Re: [PATCH 5.4 26/34] dm verity: set DM_TARGET_IMMUTABLE feature flag

[Date Prev][Date Next][Thread Prev][Thread Next][Date Index][Thread Index]

 



On 6/15/22 13:02, Mike Snitzer wrote:
On Wed, Jun 15 2022 at  1:50P -0400,
Guenter Roeck <linux@xxxxxxxxxxxx> wrote:

On 6/15/22 08:29, Mike Snitzer wrote:
On Wed, Jun 15 2022 at 10:36P -0400,
Guenter Roeck <linux@xxxxxxxxxxxx> wrote:

On Mon, Jun 13, 2022 at 11:13:21AM +0200, Greg KH wrote:
On Fri, Jun 10, 2022 at 11:11:00AM -0400, Mike Snitzer wrote:
On Fri, Jun 10 2022 at  1:15P -0400,
Greg KH <gregkh@xxxxxxxxxxxxxxxxxxx> wrote:

On Fri, Jun 10, 2022 at 04:22:00AM +0000, Oleksandr Tymoshenko wrote:
I believe this commit introduced a regression in dm verity on systems
where data device is an NVME one.

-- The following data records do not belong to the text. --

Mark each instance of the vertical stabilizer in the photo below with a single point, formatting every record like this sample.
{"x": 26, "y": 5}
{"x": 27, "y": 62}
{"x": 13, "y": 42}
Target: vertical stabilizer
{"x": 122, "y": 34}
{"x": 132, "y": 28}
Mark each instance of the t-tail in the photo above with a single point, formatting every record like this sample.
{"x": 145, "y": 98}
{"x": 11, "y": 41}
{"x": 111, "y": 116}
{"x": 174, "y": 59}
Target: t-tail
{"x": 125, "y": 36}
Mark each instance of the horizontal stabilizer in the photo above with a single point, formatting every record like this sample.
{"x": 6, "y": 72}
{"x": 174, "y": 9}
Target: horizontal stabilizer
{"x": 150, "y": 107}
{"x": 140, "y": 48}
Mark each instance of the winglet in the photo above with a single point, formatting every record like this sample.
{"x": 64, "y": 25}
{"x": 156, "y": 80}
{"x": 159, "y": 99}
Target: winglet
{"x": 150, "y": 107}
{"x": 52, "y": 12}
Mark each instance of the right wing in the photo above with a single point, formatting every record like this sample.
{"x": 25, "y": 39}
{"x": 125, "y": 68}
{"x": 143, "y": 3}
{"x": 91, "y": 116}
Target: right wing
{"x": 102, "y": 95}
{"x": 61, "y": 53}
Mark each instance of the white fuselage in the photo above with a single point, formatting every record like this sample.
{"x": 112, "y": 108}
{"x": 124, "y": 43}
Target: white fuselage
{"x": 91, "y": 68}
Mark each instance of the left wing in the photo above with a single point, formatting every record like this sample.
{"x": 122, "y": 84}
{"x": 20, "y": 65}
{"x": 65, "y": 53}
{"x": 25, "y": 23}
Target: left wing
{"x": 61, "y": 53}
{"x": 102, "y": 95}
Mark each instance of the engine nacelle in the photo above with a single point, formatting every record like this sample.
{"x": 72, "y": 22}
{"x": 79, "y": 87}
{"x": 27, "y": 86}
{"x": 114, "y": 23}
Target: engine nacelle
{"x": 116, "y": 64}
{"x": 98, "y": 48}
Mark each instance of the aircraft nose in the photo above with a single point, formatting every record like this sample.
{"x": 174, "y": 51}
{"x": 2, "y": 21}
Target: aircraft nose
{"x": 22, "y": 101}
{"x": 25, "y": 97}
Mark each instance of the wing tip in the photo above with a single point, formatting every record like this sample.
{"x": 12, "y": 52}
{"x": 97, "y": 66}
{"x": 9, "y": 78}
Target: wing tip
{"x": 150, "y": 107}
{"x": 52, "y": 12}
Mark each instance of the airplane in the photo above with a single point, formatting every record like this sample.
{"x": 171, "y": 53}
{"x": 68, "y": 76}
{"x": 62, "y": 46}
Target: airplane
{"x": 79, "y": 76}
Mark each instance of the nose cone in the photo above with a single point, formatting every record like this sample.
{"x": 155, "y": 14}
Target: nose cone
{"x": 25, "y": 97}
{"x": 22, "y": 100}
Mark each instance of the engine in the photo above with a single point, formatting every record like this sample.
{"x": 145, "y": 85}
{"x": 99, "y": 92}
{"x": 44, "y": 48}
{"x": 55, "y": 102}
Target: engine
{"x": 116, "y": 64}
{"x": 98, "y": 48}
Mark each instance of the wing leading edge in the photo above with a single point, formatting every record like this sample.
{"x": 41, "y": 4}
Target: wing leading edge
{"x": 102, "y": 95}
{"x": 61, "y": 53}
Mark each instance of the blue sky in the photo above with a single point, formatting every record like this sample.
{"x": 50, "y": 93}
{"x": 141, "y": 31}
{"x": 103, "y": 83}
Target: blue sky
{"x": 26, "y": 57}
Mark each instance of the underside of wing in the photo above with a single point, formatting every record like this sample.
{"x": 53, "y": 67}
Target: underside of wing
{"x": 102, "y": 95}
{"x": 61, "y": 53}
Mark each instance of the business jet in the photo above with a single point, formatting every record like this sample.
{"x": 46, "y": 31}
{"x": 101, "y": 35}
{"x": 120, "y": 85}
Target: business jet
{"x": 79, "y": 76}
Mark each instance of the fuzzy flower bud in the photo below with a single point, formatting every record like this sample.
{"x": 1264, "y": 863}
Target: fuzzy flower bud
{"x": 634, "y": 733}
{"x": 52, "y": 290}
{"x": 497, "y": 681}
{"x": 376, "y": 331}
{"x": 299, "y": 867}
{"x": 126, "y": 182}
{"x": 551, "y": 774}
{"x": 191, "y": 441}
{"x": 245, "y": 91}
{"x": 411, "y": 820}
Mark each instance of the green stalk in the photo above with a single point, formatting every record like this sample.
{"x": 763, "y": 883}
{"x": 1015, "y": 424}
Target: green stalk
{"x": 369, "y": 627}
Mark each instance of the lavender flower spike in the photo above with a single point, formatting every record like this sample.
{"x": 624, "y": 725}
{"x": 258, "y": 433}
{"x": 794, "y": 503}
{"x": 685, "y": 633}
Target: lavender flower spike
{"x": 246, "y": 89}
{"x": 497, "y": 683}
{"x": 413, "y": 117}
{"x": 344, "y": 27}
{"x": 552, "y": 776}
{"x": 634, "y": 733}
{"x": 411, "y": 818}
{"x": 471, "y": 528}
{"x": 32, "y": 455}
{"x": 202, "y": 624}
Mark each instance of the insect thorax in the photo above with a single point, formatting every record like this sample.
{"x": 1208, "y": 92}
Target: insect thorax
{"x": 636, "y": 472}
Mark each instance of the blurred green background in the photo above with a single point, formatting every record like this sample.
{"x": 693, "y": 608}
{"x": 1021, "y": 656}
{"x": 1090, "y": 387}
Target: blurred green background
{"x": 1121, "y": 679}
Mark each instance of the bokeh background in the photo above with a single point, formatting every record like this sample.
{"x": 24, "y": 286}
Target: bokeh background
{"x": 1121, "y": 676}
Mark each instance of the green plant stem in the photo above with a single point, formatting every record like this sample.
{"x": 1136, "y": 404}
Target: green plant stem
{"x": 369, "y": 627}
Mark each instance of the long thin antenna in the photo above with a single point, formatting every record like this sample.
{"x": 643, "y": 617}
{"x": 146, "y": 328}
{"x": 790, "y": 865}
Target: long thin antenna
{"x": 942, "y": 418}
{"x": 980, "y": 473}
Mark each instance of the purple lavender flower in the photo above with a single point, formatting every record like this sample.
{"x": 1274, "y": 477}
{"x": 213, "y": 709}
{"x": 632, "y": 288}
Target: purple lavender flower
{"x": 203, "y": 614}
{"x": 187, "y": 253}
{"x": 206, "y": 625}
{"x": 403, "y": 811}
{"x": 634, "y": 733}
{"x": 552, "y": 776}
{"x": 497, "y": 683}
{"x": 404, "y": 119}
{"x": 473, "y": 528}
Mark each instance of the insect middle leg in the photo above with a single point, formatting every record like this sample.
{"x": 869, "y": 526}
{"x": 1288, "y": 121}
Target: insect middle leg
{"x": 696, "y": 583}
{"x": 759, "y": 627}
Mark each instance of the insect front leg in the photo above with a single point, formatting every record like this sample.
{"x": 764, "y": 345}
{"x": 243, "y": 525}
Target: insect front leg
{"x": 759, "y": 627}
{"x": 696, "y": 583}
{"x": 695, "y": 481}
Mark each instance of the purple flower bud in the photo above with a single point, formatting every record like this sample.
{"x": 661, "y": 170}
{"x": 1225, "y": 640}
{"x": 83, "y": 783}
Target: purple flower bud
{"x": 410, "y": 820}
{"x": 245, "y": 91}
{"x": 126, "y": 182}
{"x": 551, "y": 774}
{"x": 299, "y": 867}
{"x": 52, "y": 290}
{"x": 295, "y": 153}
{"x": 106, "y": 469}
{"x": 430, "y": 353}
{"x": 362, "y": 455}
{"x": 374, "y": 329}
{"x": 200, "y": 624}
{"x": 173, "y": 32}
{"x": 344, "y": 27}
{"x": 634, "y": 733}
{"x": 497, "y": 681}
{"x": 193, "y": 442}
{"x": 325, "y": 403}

Loading table fails with the
following diagnostics:

device-mapper: table: table load rejected: including non-request-stackable devices

The same kernel works with the same data drive on the SCSI interface.
NVME-backed dm verity works with just this commit reverted.

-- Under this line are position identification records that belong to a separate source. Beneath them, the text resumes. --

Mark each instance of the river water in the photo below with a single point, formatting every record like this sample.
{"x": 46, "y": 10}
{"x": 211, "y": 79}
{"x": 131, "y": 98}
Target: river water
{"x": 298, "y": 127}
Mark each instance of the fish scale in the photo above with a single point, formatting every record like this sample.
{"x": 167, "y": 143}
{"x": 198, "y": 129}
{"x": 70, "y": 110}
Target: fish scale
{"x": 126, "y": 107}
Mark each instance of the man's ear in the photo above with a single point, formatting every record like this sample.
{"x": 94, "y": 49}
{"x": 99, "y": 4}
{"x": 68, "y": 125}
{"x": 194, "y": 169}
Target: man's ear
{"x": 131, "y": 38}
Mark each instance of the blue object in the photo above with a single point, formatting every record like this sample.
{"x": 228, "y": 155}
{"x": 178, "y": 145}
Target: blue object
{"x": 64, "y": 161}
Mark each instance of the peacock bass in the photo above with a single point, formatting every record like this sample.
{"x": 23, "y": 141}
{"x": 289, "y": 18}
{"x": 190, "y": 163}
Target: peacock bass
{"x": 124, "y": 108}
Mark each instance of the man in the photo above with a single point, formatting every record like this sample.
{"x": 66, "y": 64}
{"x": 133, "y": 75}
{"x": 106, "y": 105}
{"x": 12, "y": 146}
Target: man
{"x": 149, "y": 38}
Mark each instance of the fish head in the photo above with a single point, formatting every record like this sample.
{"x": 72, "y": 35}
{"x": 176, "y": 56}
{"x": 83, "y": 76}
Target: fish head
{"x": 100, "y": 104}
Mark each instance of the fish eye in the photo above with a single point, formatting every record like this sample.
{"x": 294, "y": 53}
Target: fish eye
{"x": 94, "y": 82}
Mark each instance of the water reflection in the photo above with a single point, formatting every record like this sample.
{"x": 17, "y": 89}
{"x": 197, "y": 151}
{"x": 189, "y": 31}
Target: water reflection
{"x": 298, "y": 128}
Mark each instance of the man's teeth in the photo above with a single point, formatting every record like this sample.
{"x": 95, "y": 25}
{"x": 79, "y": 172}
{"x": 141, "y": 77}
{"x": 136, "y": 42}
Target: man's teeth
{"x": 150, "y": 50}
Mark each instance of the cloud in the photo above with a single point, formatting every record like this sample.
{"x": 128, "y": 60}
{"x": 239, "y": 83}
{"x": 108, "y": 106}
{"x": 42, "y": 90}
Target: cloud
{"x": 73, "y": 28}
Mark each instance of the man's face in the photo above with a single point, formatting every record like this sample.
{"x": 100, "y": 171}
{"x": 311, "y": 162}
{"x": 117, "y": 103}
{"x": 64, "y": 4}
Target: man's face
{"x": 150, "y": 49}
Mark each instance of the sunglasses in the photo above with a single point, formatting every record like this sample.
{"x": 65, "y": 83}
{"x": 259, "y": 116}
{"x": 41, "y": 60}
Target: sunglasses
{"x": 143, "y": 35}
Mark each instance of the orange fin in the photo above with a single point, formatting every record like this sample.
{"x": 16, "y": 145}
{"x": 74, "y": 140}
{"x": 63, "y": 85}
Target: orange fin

I believe the presence of the immutable partition is used as an indicator
of special case NVME configuration and if the data device's name starts
with "nvme" the code tries to switch the target type to
DM_TYPE_NVME_BIO_BASED (drivers/md/dm-table.c lines 1003-1010).

The special NVME optimization case was removed in
5.10 by commit 9c37de297f6590937f95a28bec1b7ac68a38618f, so only 5.4 is
affected.


Why wouldn't 4.9, 4.14, and 4.19 also be affected here?  Should I also
just queue up 9c37de297f65 ("dm: remove special-casing of bio-based
immutable singleton target on NVMe") to those older kernels?  If so,
have you tested this and verified that it worked?

Sorry for the unforeseen stable@ troubles here!

In general we'd be fine to apply commit 9c37de297f65 but to do it
properly would require also making sure commits that remove
"DM_TYPE_NVME_BIO_BASED", like 8d47e65948dd ("dm mpath: remove
unnecessary NVMe branching in favor of scsi_dh checks") are applied --
basically any lingering references to DM_TYPE_NVME_BIO_BASED need to
be removed.

The commit header for 8d47e65948dd documents what
DM_TYPE_NVME_BIO_BASED was used for.. it was dm-mpath specific and
"nvme" mode really never got used by any userspace that I'm aware of.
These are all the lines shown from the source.